Welcome to “All Shall Be Well,” where we will explore together our spiritual center, create a moment of sacred pause and join together in contemplation and silence. In this episode, I want to focus our thoughts on the spirituality of Lent. On Ash Wednesday, the first day of Lent. God speaks to us through the Prophet Joel in chapter 2, saying,
“Even now,” declares the Lord, “return to me with all your heart, with fasting and weeping and mourning.”
“Rend your heart and not your garments.”
We begin Lent with Ash Wednesday, the day that we receive a cross on our foreheads — a cross of ashes blended with just a drop of sanctified oil. I do not wipe off the cross, but let it remain for the entire day.
In a way, it’s comforting to know that something holy and tangible interrupted my ordinary day, a cross of ashes to remind me of sacred things I already know — that Lent is a time of reflection, penitence, repentance, prayer, fasting, giving up things, returning to God. And on top of all of those things I must ponder for forty days, things that weigh heavily on my heart, a minister says this to me as she (he) forms the ashen cross on my forehead:
Remember you are dust, and to dust you will return.
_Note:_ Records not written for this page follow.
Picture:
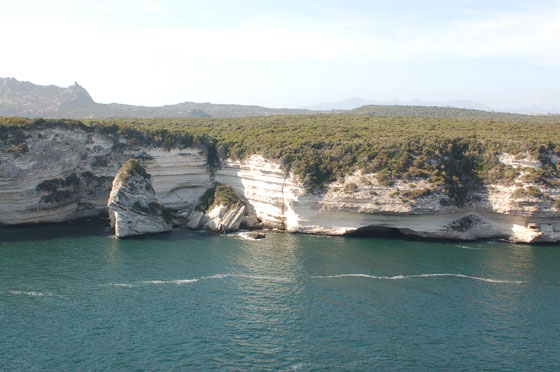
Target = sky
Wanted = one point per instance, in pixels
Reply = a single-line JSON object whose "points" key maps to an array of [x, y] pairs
{"points": [[505, 54]]}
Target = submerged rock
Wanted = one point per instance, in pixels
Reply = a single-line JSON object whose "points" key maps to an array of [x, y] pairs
{"points": [[133, 207], [224, 217], [256, 235]]}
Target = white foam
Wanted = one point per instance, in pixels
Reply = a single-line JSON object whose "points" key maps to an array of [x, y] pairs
{"points": [[29, 293], [189, 281], [176, 282], [465, 247], [401, 277]]}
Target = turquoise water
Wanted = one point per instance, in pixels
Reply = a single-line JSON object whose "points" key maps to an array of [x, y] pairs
{"points": [[184, 301]]}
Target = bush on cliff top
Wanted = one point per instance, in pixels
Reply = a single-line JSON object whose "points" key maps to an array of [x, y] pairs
{"points": [[458, 154], [221, 194]]}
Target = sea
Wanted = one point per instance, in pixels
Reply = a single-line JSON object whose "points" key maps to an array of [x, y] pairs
{"points": [[74, 298]]}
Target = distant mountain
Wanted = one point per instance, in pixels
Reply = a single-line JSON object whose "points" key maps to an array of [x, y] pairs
{"points": [[22, 98], [355, 102]]}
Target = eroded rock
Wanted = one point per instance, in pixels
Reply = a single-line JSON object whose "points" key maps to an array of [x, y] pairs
{"points": [[133, 207]]}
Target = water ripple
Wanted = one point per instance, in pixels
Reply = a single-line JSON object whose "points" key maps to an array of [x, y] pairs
{"points": [[415, 276]]}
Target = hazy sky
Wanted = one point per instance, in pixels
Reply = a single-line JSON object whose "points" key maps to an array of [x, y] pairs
{"points": [[288, 53]]}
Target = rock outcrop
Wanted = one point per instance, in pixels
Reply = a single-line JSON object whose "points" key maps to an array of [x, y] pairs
{"points": [[133, 208], [224, 218], [62, 174]]}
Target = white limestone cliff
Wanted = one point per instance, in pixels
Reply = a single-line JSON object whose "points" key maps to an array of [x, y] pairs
{"points": [[67, 174], [224, 218], [133, 207]]}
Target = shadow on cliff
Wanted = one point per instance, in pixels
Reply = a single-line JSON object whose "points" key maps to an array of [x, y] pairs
{"points": [[78, 228]]}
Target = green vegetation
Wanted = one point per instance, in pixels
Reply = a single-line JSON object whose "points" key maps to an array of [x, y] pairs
{"points": [[221, 194], [20, 149], [458, 154], [529, 192]]}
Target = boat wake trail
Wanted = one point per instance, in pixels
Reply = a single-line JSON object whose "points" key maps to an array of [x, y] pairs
{"points": [[194, 280], [28, 293], [416, 276]]}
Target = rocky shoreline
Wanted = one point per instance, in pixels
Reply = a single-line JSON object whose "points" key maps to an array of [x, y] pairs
{"points": [[68, 174]]}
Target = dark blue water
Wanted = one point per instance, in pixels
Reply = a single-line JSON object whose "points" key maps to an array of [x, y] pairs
{"points": [[72, 300]]}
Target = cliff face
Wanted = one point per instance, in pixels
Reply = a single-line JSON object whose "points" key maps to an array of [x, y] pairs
{"points": [[67, 174], [133, 207]]}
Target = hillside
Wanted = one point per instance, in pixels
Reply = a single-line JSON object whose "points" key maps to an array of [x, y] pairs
{"points": [[22, 98]]}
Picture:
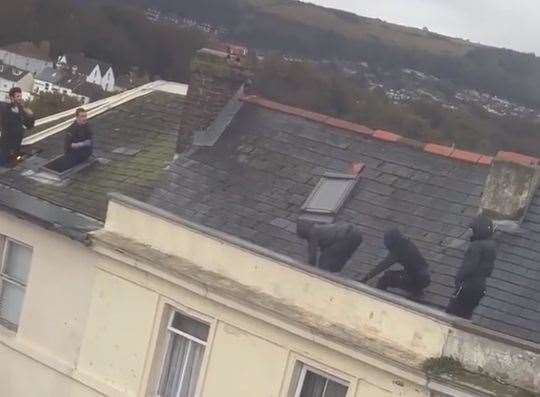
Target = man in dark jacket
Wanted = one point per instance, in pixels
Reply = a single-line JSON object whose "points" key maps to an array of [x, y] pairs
{"points": [[415, 274], [78, 142], [336, 242], [14, 120], [477, 265]]}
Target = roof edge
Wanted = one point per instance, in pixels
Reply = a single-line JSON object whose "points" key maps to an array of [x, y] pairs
{"points": [[388, 136], [397, 300]]}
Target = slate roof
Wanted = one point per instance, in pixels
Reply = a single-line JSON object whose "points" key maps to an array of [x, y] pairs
{"points": [[31, 50], [84, 64], [135, 141], [7, 73], [253, 181], [51, 75]]}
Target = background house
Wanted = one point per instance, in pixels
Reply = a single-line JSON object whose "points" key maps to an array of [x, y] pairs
{"points": [[95, 72], [10, 77], [27, 56], [63, 81]]}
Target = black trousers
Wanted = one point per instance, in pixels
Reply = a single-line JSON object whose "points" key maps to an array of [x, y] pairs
{"points": [[412, 283], [10, 145], [334, 257], [466, 298]]}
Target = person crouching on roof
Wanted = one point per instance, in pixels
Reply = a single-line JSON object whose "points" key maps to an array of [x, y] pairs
{"points": [[476, 267], [14, 118], [331, 246], [78, 145], [414, 277]]}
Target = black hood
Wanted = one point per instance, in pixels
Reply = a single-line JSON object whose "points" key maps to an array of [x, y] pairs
{"points": [[393, 239], [482, 228]]}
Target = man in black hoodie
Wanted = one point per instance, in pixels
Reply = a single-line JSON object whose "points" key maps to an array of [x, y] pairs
{"points": [[477, 265], [78, 142], [336, 242], [15, 118], [415, 274]]}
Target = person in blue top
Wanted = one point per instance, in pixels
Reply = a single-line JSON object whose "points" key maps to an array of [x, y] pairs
{"points": [[15, 119]]}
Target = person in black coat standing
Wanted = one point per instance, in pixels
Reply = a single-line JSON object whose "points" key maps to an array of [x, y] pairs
{"points": [[331, 246], [476, 267], [415, 274], [78, 145], [15, 119]]}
God’s words to Adam in Genesis 3:19
There are so many life events to remind us that we are but dust. But is that really what a Lenten journey is about? Is it really meant to hold our sins over us and urge us to do penance? Is Lent just a time of repentance, remembering our sin and our frailty?
Maybe Lent is also about God’s extravagant mercy, God’s grace that is greater than all our sins, and the ultimate sacrifice of Jesus that made us all beloved children of God.
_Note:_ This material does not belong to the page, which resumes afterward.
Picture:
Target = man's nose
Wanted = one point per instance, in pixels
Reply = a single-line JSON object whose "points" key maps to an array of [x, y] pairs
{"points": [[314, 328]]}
Imagine for a moment that our cross of ashes is really not really made of ashes at all. If you look at it closely — as you imagine God’s lavish grace — you might not see ashes, but instead, stardust!
Please join me via video for a few moments of Lenten reflection . . .
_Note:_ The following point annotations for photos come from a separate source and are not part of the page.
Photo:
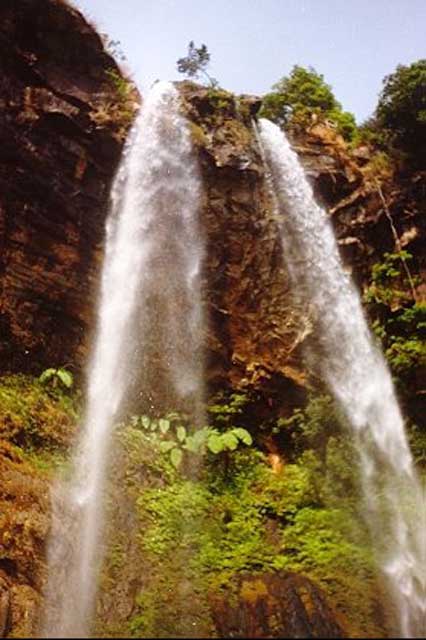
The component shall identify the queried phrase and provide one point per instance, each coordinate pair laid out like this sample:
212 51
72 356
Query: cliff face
256 331
60 146
64 112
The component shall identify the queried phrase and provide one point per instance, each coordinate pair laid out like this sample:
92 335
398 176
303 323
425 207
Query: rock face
256 331
60 141
247 287
280 605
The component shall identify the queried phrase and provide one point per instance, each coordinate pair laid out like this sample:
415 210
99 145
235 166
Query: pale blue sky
253 43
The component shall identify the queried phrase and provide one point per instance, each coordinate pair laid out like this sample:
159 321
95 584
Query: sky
254 43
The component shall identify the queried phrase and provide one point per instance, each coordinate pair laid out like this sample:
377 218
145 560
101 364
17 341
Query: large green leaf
243 435
181 433
145 422
65 377
166 446
215 443
164 425
230 441
176 457
47 375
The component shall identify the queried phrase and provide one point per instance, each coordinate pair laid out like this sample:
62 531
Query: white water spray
150 286
356 373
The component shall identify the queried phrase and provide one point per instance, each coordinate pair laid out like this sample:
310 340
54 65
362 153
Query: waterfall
355 371
148 328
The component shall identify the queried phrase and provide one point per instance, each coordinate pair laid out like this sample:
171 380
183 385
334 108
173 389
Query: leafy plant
195 62
174 438
57 377
301 95
401 109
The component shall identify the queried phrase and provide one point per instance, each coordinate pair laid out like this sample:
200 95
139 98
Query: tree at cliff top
196 62
401 110
302 96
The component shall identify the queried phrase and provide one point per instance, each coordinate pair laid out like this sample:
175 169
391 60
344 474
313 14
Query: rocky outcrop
278 605
63 114
247 286
256 330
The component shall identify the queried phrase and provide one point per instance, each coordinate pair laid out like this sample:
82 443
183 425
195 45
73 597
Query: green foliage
174 439
35 414
116 109
57 377
401 109
389 284
302 94
122 86
197 530
195 62
399 322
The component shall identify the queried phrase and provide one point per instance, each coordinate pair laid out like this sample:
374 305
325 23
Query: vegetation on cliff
268 487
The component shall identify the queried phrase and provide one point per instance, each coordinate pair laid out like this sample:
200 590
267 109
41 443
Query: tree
295 98
401 109
196 62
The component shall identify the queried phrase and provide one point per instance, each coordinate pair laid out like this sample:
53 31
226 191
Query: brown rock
56 167
279 605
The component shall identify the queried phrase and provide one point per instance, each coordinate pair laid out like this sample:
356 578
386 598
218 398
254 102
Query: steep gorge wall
59 150
257 333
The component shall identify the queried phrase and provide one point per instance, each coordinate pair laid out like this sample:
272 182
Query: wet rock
60 147
4 606
279 605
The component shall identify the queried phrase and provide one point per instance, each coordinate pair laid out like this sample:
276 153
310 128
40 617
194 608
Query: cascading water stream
357 375
151 269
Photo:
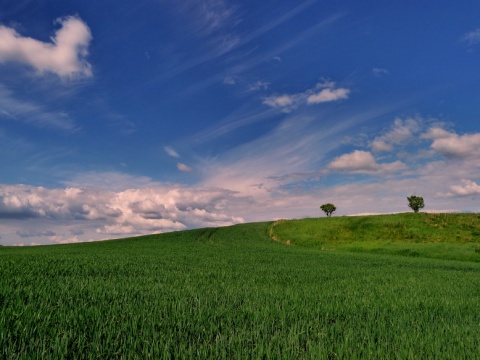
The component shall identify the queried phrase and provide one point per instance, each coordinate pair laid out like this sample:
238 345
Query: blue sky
121 118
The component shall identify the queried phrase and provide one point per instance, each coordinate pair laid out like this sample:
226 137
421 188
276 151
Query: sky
123 118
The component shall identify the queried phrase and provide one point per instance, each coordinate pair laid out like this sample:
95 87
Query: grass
233 293
440 236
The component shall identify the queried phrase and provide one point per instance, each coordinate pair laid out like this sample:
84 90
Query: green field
234 293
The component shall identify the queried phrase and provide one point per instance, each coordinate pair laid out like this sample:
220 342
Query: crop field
233 293
440 236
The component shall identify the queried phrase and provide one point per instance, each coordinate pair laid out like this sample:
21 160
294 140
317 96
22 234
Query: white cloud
328 95
104 213
378 72
183 167
467 188
259 85
64 56
278 101
360 161
452 145
402 132
229 80
171 152
322 92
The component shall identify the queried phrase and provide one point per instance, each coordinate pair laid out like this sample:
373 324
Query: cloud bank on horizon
169 116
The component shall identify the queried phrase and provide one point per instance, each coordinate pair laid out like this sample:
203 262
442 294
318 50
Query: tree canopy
415 202
328 209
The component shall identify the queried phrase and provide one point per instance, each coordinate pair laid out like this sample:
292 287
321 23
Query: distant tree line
414 202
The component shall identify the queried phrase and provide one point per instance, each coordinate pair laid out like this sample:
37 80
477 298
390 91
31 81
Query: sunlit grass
233 293
442 236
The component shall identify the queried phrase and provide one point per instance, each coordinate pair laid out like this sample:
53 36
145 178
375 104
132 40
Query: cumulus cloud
229 80
378 72
64 56
327 95
278 101
131 211
360 161
25 233
183 167
452 145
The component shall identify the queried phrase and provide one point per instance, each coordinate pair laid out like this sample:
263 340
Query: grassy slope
232 293
442 236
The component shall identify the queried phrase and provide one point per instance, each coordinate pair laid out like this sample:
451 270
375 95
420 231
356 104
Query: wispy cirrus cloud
471 38
465 188
363 162
11 108
323 92
452 145
65 56
401 132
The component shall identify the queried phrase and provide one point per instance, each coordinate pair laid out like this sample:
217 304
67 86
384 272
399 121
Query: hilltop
453 236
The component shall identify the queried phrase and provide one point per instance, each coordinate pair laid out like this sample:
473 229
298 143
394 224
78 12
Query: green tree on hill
328 209
415 202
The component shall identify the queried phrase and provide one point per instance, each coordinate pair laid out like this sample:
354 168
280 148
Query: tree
328 209
415 202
With all the chaos blowing about in the world—the swirling debris of discord, fear, hate, division, tumult all around us—we cannot help but try to drill down to the solid place of our foundation. When we shake in the chaos, swaying from side to side until we fear we may by pushed over, our soul speaks up to come to our aid. It’s simple really, to find our sure foundation, the solid rock of who we are and what we must do to stay upright—that means healthy in body, mind and spirit.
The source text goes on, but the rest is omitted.